F.M. : « Ces médailles m’ont permis de rencontrer des gens partout dans le monde. Ce n’était pas aussi médiatisé qu’aujourd’hui mais pour l’époque, c’était un évènement très important d’autant que deux médailles de bronze pour un pays comme la Belgique, c’était une belle publicité et un grand plaisir. Les Jeux Olympiques, la population entière y participe. Les championnats du monde, d’Europe, les coupes du monde : c’est personnel. Il y a des cavaliers qui gagnent de grands championnats sans que personne ne le sache tandis que pour les Jeux, les gens disent « nous avons gagné ». Tout le monde a gagné une médaille et y participe. C’est une différence énorme qui fait que les gens sont beaucoup plus au courant. Une médaille, c’est entre 8 et 10 millions de personnes qui disent « on a gagné une médaille ». La répercussion de la performance n’est pas la même. »

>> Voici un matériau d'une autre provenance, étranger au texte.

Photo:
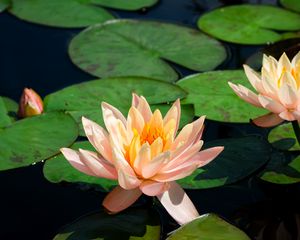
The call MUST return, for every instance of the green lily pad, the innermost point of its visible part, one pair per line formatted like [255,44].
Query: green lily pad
[4,4]
[137,48]
[285,174]
[248,24]
[208,227]
[58,13]
[132,224]
[8,109]
[291,4]
[212,96]
[283,131]
[58,169]
[35,139]
[84,99]
[125,5]
[236,162]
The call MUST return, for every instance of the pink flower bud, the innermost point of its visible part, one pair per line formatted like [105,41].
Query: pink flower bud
[30,104]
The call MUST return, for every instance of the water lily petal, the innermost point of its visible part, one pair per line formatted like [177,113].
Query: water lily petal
[98,137]
[287,115]
[174,113]
[151,167]
[175,174]
[288,92]
[271,104]
[284,64]
[254,79]
[135,121]
[268,120]
[96,164]
[181,158]
[142,106]
[153,188]
[119,199]
[126,176]
[73,158]
[178,204]
[245,94]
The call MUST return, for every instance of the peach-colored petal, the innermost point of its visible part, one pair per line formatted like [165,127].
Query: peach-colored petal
[287,115]
[268,120]
[156,147]
[254,79]
[178,204]
[135,121]
[74,159]
[187,136]
[288,93]
[181,158]
[99,166]
[153,188]
[245,94]
[150,168]
[284,64]
[142,158]
[142,106]
[115,123]
[119,199]
[175,174]
[126,176]
[174,113]
[98,137]
[271,104]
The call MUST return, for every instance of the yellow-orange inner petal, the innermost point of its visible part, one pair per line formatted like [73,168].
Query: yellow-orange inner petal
[157,134]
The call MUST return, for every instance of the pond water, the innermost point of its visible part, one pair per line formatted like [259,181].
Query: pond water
[32,208]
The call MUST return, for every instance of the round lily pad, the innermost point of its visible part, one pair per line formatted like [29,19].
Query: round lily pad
[124,5]
[139,48]
[285,174]
[84,99]
[4,4]
[212,96]
[208,227]
[291,4]
[58,169]
[133,224]
[283,131]
[236,162]
[248,24]
[8,109]
[59,13]
[35,139]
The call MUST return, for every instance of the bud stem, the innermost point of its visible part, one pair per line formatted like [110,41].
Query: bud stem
[296,130]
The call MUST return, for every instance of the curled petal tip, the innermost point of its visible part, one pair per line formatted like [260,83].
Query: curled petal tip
[30,104]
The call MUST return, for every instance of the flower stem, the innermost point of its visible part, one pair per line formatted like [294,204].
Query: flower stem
[296,130]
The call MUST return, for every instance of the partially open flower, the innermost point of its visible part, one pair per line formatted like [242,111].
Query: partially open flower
[30,104]
[278,90]
[145,155]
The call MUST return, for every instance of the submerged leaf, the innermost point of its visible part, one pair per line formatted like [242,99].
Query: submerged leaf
[248,24]
[139,48]
[35,139]
[84,99]
[58,169]
[208,227]
[133,224]
[211,96]
[236,162]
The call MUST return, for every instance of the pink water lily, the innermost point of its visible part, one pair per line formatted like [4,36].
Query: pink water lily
[278,89]
[30,104]
[145,155]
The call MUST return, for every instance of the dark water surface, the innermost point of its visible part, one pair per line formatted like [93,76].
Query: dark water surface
[36,56]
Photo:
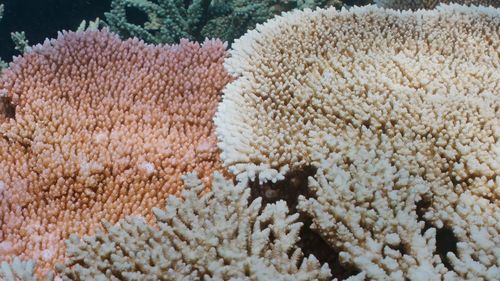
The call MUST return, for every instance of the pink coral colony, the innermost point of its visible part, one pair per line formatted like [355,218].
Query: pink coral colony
[100,128]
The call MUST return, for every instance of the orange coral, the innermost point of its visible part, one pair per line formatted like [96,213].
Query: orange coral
[103,128]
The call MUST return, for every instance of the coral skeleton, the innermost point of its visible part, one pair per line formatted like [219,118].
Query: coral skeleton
[215,235]
[416,92]
[431,4]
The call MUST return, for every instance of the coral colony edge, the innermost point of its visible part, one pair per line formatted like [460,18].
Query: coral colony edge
[358,143]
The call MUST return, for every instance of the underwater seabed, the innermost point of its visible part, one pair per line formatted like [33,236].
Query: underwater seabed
[352,143]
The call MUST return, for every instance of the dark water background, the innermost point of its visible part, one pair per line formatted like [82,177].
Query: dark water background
[41,19]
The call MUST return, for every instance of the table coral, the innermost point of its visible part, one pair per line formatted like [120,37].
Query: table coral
[170,20]
[100,128]
[418,91]
[368,210]
[217,235]
[430,4]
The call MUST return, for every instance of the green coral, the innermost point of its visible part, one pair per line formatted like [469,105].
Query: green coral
[170,20]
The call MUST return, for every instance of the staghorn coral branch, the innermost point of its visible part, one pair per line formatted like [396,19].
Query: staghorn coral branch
[102,129]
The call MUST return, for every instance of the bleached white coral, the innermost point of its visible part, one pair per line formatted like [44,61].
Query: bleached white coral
[430,4]
[217,235]
[366,208]
[19,270]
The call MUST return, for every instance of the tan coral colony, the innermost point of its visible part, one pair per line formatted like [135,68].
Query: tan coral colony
[394,109]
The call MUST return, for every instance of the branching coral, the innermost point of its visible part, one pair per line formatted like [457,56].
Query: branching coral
[430,4]
[367,208]
[100,128]
[417,90]
[217,235]
[170,20]
[426,81]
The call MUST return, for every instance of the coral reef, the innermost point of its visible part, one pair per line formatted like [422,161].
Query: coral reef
[299,80]
[216,235]
[367,209]
[416,92]
[99,128]
[430,4]
[170,20]
[3,64]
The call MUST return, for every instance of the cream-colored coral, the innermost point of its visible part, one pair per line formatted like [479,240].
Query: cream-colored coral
[366,208]
[420,90]
[430,4]
[217,235]
[425,81]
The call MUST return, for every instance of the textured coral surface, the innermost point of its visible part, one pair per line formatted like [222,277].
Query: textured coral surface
[430,4]
[217,235]
[417,92]
[100,128]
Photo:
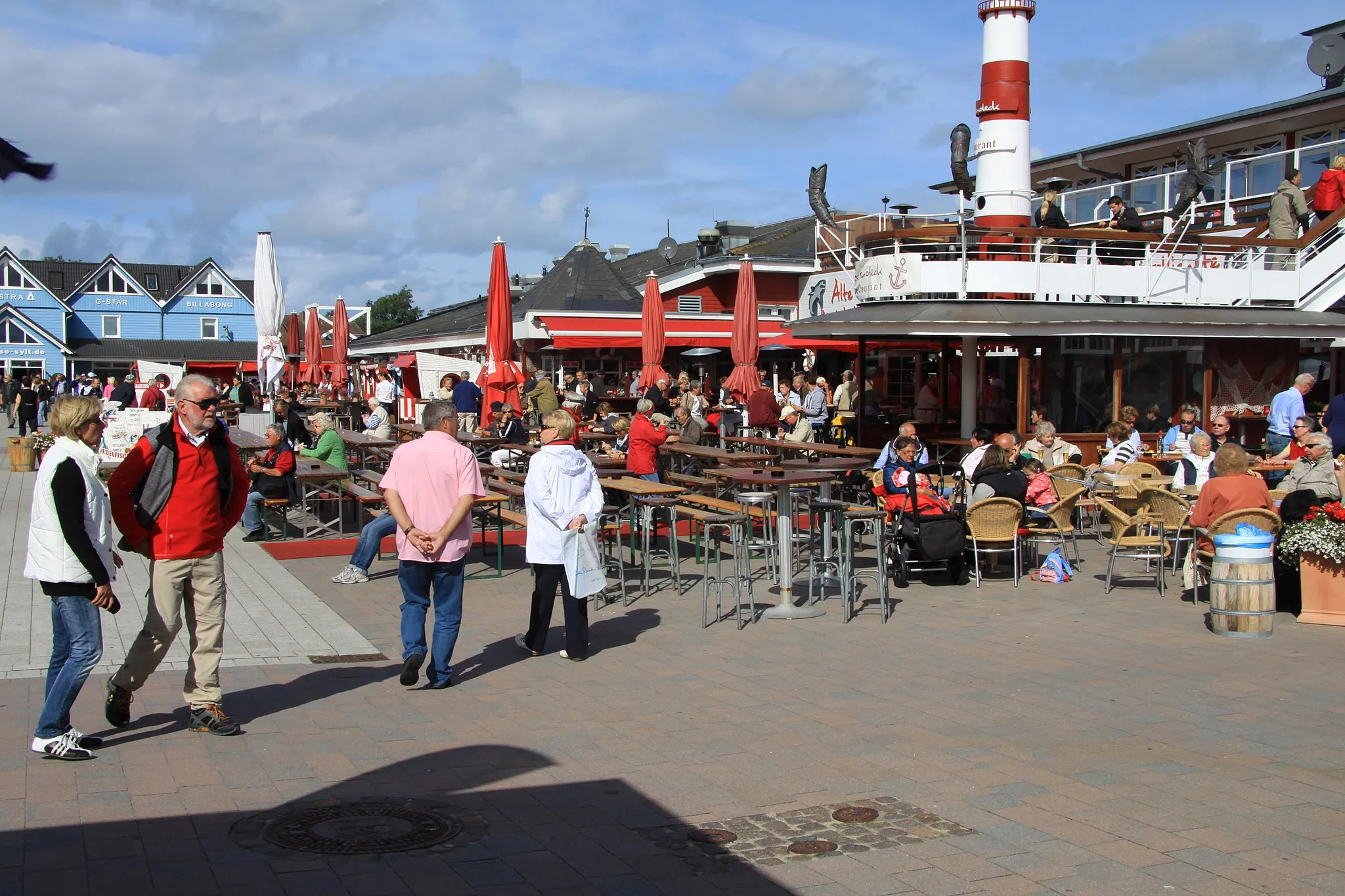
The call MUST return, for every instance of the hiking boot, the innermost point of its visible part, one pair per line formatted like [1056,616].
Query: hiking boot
[410,670]
[62,747]
[521,640]
[351,575]
[213,720]
[118,707]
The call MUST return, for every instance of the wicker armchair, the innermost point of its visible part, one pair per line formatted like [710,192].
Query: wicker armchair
[1059,526]
[1136,538]
[993,526]
[1176,513]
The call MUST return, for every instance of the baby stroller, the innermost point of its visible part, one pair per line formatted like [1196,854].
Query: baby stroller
[926,535]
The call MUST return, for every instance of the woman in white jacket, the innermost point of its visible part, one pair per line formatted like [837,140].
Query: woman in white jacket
[562,494]
[70,555]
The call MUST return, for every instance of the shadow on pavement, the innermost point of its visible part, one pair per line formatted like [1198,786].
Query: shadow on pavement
[535,837]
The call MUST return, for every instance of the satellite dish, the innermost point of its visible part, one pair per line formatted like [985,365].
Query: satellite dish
[1327,55]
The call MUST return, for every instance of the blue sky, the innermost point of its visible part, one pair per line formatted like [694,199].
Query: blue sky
[389,141]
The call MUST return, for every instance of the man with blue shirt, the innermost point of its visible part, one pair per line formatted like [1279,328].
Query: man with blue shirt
[1283,410]
[467,399]
[1178,440]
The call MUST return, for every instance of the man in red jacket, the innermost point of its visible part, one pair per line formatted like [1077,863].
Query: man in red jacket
[642,457]
[175,496]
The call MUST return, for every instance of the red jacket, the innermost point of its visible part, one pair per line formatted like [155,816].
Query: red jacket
[1331,191]
[646,438]
[191,524]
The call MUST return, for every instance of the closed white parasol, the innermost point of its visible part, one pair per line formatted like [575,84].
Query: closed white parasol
[269,310]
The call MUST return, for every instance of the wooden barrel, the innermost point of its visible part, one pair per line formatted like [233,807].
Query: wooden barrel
[1242,591]
[20,454]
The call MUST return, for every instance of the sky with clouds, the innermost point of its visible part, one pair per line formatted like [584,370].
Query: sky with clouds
[389,141]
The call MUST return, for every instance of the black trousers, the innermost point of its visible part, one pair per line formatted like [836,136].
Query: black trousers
[545,578]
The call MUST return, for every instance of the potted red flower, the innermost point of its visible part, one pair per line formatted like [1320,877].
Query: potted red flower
[1317,543]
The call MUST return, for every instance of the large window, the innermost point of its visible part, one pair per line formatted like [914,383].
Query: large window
[114,282]
[11,276]
[210,285]
[12,335]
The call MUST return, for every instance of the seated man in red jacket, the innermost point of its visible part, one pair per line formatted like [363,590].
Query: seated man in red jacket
[642,458]
[181,488]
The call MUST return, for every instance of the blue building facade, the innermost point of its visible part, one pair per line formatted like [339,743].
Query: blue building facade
[60,316]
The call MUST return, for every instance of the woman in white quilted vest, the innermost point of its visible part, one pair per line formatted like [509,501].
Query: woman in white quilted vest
[70,555]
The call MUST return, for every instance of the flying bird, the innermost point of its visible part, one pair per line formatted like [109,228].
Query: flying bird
[1199,174]
[818,198]
[959,142]
[14,160]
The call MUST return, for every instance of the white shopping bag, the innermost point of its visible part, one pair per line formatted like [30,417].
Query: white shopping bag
[584,567]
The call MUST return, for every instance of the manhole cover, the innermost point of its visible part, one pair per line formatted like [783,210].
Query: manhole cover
[359,828]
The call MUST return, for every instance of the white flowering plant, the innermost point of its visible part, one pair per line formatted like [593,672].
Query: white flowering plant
[1321,532]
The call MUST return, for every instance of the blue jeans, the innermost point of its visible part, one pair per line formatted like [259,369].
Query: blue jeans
[76,649]
[417,580]
[1274,445]
[378,528]
[252,511]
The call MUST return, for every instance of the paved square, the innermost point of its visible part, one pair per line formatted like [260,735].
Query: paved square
[1094,743]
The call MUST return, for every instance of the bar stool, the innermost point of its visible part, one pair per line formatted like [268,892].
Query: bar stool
[609,542]
[853,524]
[820,565]
[650,508]
[732,526]
[768,542]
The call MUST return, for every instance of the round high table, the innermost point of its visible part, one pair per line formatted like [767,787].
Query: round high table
[826,465]
[783,480]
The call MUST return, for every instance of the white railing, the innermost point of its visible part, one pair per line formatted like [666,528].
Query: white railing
[1242,179]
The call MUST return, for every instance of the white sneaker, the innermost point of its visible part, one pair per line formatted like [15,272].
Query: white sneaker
[351,575]
[62,747]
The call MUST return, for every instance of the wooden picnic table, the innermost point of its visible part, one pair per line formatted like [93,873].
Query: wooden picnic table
[783,480]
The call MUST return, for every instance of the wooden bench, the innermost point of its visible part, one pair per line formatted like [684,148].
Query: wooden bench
[695,482]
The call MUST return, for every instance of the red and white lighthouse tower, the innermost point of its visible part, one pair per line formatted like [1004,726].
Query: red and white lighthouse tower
[1003,146]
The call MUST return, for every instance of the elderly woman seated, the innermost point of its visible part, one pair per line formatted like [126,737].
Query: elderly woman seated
[1234,486]
[1049,449]
[1196,465]
[328,446]
[1315,469]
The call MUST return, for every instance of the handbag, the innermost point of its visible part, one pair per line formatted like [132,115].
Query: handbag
[584,568]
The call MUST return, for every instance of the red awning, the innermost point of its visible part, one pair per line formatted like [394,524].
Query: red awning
[625,332]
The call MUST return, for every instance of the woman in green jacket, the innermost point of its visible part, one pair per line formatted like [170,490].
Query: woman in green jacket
[330,448]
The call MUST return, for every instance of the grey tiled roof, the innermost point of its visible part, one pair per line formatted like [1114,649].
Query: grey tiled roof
[170,350]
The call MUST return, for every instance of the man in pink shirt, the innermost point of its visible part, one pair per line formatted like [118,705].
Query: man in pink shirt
[430,486]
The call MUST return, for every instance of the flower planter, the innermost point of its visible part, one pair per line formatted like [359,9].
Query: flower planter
[1324,590]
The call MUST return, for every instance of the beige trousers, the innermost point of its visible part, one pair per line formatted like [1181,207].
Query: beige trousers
[195,589]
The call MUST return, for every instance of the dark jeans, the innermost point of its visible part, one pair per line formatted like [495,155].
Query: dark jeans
[76,649]
[417,581]
[378,528]
[545,578]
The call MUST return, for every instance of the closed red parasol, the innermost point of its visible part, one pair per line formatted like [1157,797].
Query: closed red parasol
[341,344]
[500,377]
[313,371]
[653,340]
[747,339]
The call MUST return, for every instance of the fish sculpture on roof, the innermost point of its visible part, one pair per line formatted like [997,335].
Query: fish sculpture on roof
[818,198]
[1196,178]
[959,144]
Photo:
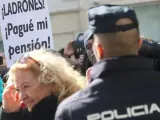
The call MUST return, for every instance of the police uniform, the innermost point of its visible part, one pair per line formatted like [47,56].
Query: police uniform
[121,88]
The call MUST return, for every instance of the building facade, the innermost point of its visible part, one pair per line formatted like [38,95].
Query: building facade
[69,17]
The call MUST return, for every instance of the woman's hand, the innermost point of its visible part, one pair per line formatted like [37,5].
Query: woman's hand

Sapphire, sous la selle de McLain Ward, fait partie des très nombreuses références de François Mathy.

Ces médailles étaient plus importantes en tant que sportif ou en tant que marchand ?

F.M. : « Sportivement, c’était bien d’autant qu’il faut un peu de chance pour gagner deux médailles et quand on fait du sport, c’est le sommet de ce que l’on peut faire. J’étais déjà commerçant mais cela a fait du bien et m’a permis de rencontrer de nouvelles personnes avec qui pour certaines, j’ai toujours des contacts aujourd’hui. »

La seconde partie de notre entretien avec François Mathy sera disponible dès demain !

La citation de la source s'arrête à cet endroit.